NASA’nın X-59 projesindeki akustik testleri yürüten teknik lider Larry Cliatt’a göre, uçağa ait tüm bu özellikler, havada üretilen şok dalgalarının oluşumunun engellendiğinden emin olunması için bir araya geliyor.

Cliatt, “[şok dalgalarını] paralel ve birbirinden ayrı tutmak istiyoruz. Böylece birleşerek yüksek sesli bir patlamaya yol açmalarını engelleyebiliriz” diyor. “Yani, havadaki bu hacimsel değişiklikleri, uçağın tüm gövdesi boyunca, çok kademeli hale getirerek uzatıyoruz.” diyerek daha anlaşılır bir şekle getiriyor.

Uçmanın yeni bir yolu

X-59 o kadar uzun ve güçlü bir aerodinamik yapıya sahip ki kokpitinde öne bakan bir pencere yok.
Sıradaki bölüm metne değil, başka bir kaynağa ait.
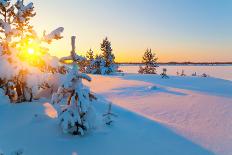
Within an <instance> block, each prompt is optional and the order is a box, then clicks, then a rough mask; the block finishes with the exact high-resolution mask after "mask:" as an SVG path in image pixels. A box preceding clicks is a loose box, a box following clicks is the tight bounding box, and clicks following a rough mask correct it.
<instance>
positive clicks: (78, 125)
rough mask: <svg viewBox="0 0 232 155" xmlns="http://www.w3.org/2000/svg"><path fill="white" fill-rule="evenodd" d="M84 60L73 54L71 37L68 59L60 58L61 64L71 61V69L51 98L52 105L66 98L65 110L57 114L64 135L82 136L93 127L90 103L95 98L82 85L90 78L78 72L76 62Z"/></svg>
mask: <svg viewBox="0 0 232 155" xmlns="http://www.w3.org/2000/svg"><path fill="white" fill-rule="evenodd" d="M81 59H84V58H83V57H81V56H78V55H77V54H76V52H75V37H74V36H73V37H72V51H71V55H70V56H68V57H63V58H61V62H65V61H67V60H69V61H72V68H71V69H70V71H69V72H68V73H67V75H66V78H65V79H64V81H63V83H62V86H61V87H60V88H59V89H58V92H57V93H55V94H54V95H53V97H52V103H54V104H57V103H60V102H62V101H64V99H65V98H66V96H68V97H67V101H66V106H65V108H63V109H61V110H60V112H59V120H60V125H61V128H62V130H63V132H64V133H70V134H73V135H83V134H84V133H85V131H88V130H89V129H91V128H92V127H93V126H94V123H95V112H94V108H93V106H92V101H93V100H96V97H95V96H94V95H93V94H92V93H91V92H90V90H89V88H88V87H86V86H84V85H83V84H82V79H84V80H87V81H89V82H90V81H91V78H90V77H89V76H88V75H86V74H83V73H80V72H79V67H78V61H80V60H81Z"/></svg>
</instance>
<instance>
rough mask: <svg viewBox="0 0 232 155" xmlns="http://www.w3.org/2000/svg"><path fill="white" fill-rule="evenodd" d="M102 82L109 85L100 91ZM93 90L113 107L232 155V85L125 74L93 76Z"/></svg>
mask: <svg viewBox="0 0 232 155" xmlns="http://www.w3.org/2000/svg"><path fill="white" fill-rule="evenodd" d="M101 81H104V82H105V83H107V84H102V85H101V87H99V83H101ZM91 88H92V89H93V90H94V91H95V92H98V93H99V94H101V95H104V96H106V98H107V99H108V100H110V101H112V102H113V103H114V104H117V105H119V106H121V107H123V108H125V109H128V110H130V111H133V112H135V113H137V114H140V115H141V116H144V117H146V118H148V119H150V120H153V121H154V122H155V123H157V122H158V123H160V124H162V125H164V126H165V127H167V128H169V129H170V130H171V131H173V132H175V133H176V134H177V135H180V136H183V137H184V138H185V139H186V140H188V141H191V142H193V143H195V144H197V145H199V146H201V147H202V148H204V149H207V150H209V151H211V152H213V153H215V154H220V155H230V154H231V153H232V136H231V133H232V120H231V117H232V104H231V103H232V82H231V81H227V80H222V79H216V78H201V77H174V76H173V77H171V78H170V79H161V78H160V77H159V76H154V75H138V74H126V75H125V76H122V77H103V76H102V77H99V76H94V80H93V83H91ZM147 134H148V135H152V134H153V132H152V131H151V132H148V133H147ZM151 140H152V139H151ZM160 140H161V142H162V139H160ZM183 148H184V147H183ZM189 152H191V150H189ZM170 154H172V153H170ZM188 154H189V153H188ZM203 154H204V153H203Z"/></svg>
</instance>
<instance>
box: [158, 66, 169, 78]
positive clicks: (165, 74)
mask: <svg viewBox="0 0 232 155" xmlns="http://www.w3.org/2000/svg"><path fill="white" fill-rule="evenodd" d="M160 75H161V77H162V78H163V79H168V78H169V76H168V75H167V68H163V73H161V74H160Z"/></svg>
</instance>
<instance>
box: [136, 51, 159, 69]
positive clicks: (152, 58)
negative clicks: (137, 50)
mask: <svg viewBox="0 0 232 155" xmlns="http://www.w3.org/2000/svg"><path fill="white" fill-rule="evenodd" d="M157 60H158V58H157V57H156V56H155V53H152V51H151V49H147V50H146V52H145V53H144V55H143V61H142V63H144V65H145V67H142V66H140V68H139V71H138V72H139V73H140V74H156V68H157V67H158V65H157Z"/></svg>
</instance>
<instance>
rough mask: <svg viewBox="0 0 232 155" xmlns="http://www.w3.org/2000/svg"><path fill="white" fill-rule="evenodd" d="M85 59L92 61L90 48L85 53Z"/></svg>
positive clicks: (92, 51) (91, 56) (92, 50)
mask: <svg viewBox="0 0 232 155" xmlns="http://www.w3.org/2000/svg"><path fill="white" fill-rule="evenodd" d="M86 58H87V60H88V61H92V60H93V59H94V53H93V50H92V49H91V48H90V49H89V51H87V53H86Z"/></svg>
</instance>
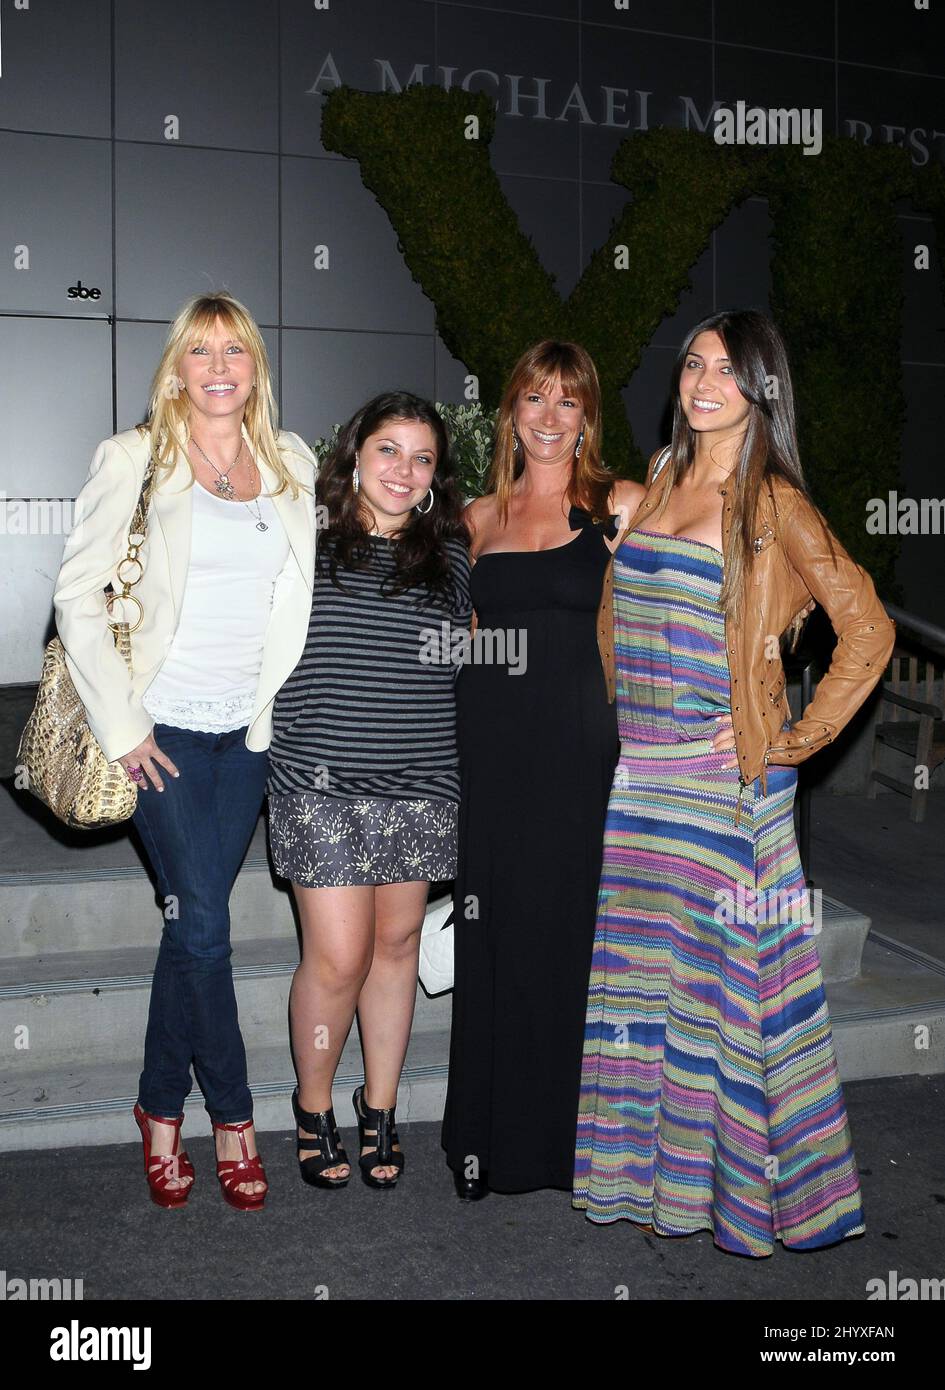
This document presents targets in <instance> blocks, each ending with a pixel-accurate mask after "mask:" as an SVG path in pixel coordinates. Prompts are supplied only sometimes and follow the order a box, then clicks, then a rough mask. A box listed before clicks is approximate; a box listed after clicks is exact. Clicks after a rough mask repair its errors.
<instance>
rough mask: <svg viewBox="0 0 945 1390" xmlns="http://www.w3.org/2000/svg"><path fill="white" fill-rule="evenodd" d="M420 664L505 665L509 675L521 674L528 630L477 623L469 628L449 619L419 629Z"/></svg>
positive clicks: (527, 660) (526, 658)
mask: <svg viewBox="0 0 945 1390" xmlns="http://www.w3.org/2000/svg"><path fill="white" fill-rule="evenodd" d="M420 662H421V664H422V666H450V664H452V666H507V667H509V674H510V676H524V673H525V667H527V664H528V630H527V628H524V627H479V628H477V630H475V632H470V631H468V628H464V627H453V624H452V623H446V621H443V623H441V624H439V627H438V628H436V627H424V628H421V630H420Z"/></svg>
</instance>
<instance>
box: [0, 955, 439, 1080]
mask: <svg viewBox="0 0 945 1390" xmlns="http://www.w3.org/2000/svg"><path fill="white" fill-rule="evenodd" d="M38 963H39V965H42V967H43V969H42V972H39V979H38V977H36V973H38V972H36V970H35V966H36V965H38ZM153 963H154V949H153V947H138V948H129V949H125V951H113V952H93V951H85V952H75V954H67V952H54V954H53V955H51V956H49V958H44V959H43V960H42V962H38V960H36V959H35V958H28V959H25V960H24V959H14V960H4V962H0V981H3V983H1V984H0V1037H10V1038H18V1042H17V1048H15V1049H14V1052H13V1056H11V1058H10V1062H8V1063H7V1068H6V1070H7V1072H8V1073H13V1074H14V1076H15V1074H19V1073H31V1072H33V1070H36V1069H40V1070H47V1069H50V1068H58V1066H64V1065H68V1063H71V1062H72V1061H74V1059H75V1058H76V1056H81V1058H82V1059H83V1062H85V1063H88V1065H89V1066H92V1065H96V1063H100V1062H101V1063H106V1062H110V1061H114V1059H115V1058H124V1056H129V1058H135V1056H138V1055H139V1052H140V1047H142V1040H143V1037H145V1029H146V1024H147V1006H149V998H150V986H151V974H150V969H151V966H153ZM297 963H299V952H297V948H296V941H295V937H293V938H292V941H290V942H286V941H265V940H263V941H239V942H236V945H235V948H233V977H235V984H236V999H238V1004H239V1020H240V1027H242V1031H243V1038H245V1041H246V1047H247V1051H249V1049H250V1048H257V1047H260V1048H265V1047H271V1045H278V1044H279V1042H281V1041H282V1040H284V1038H285V1037H286V1036H288V1026H289V1013H288V1009H289V986H290V983H292V974H293V972H295V969H296V965H297ZM449 1017H450V1001H449V995H442V997H439V998H435V999H428V998H427V995H425V994H424V991H422V990H421V988H420V986H417V1012H416V1016H414V1031H417V1033H428V1031H436V1030H442V1029H445V1027H449Z"/></svg>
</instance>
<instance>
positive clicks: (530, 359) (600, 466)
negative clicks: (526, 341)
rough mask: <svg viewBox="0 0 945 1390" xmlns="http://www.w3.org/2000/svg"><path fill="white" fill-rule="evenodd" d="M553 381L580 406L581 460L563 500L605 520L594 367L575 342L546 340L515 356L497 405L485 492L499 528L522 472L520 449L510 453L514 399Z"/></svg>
mask: <svg viewBox="0 0 945 1390" xmlns="http://www.w3.org/2000/svg"><path fill="white" fill-rule="evenodd" d="M556 377H560V379H561V391H563V392H564V393H566V395H567V396H573V398H574V399H575V400H580V402H581V404H582V407H584V441H582V443H581V457H580V459H575V460H574V463H573V467H571V478H570V481H568V488H567V499H568V502H570V503H571V505H573V506H575V507H584V510H585V512H589V513H591V516H592V517H595V518H598V520H602V518H605V517H606V516H609V510H610V509H609V496H610V489H611V488H613V485H614V481H616V480H614V475H613V474H611V473H610V470H609V468H605V466H603V463H602V460H600V432H602V423H600V420H602V417H600V382H599V381H598V368H596V367H595V366H593V359H592V357H591V353H588V352H586V349H584V347H581V345H580V343H570V342H559V341H557V339H553V338H546V339H545V341H543V342H541V343H535V345H534V346H532V347H528V349H527V350H525V352H524V353H523V354H521V357H520V359H518V361H517V363H516V366H514V367H513V368H511V375H510V377H509V382H507V385H506V389H504V392H503V395H502V400H500V402H499V410H498V414H496V427H495V453H493V456H492V468H491V470H489V480H488V486H486V491H488V492H493V493H495V498H496V506H498V512H499V521H500V524H502V525H504V524H506V521H507V520H509V505H510V500H511V489H513V484H514V482H516V480H517V478H520V477H521V474H523V470H524V467H525V460H524V457H523V449H521V446H520V448H518V449H514V448H513V443H514V438H516V427H514V414H516V406H517V403H518V398H520V395H521V393H523V392H525V391H534V389H539V391H543V389H545V388H546V386H549V385H550V384H552V382H553V381H554V378H556Z"/></svg>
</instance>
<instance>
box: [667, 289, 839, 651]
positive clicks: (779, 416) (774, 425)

Bunun yerine pilot, uçağı uçurmak için NASA tarafından oluşturulan bir Harici Görüş Sistemi (External Vision System – XVS) kullanacak. XVS, uçağın ön tarafının gerçek zamanlı görüntüsünü oluşturmak için gövdenin üstünde ve altında iki kamerayı kullanıyor ve bu görüntüler bir HD ekrana yansıtılıyor. XVS ayrıca irtifa, hava hızı ve rota gibi verileri gösteren bir baş üstü ekran (head up display – HUD) görevi de yürütüyor.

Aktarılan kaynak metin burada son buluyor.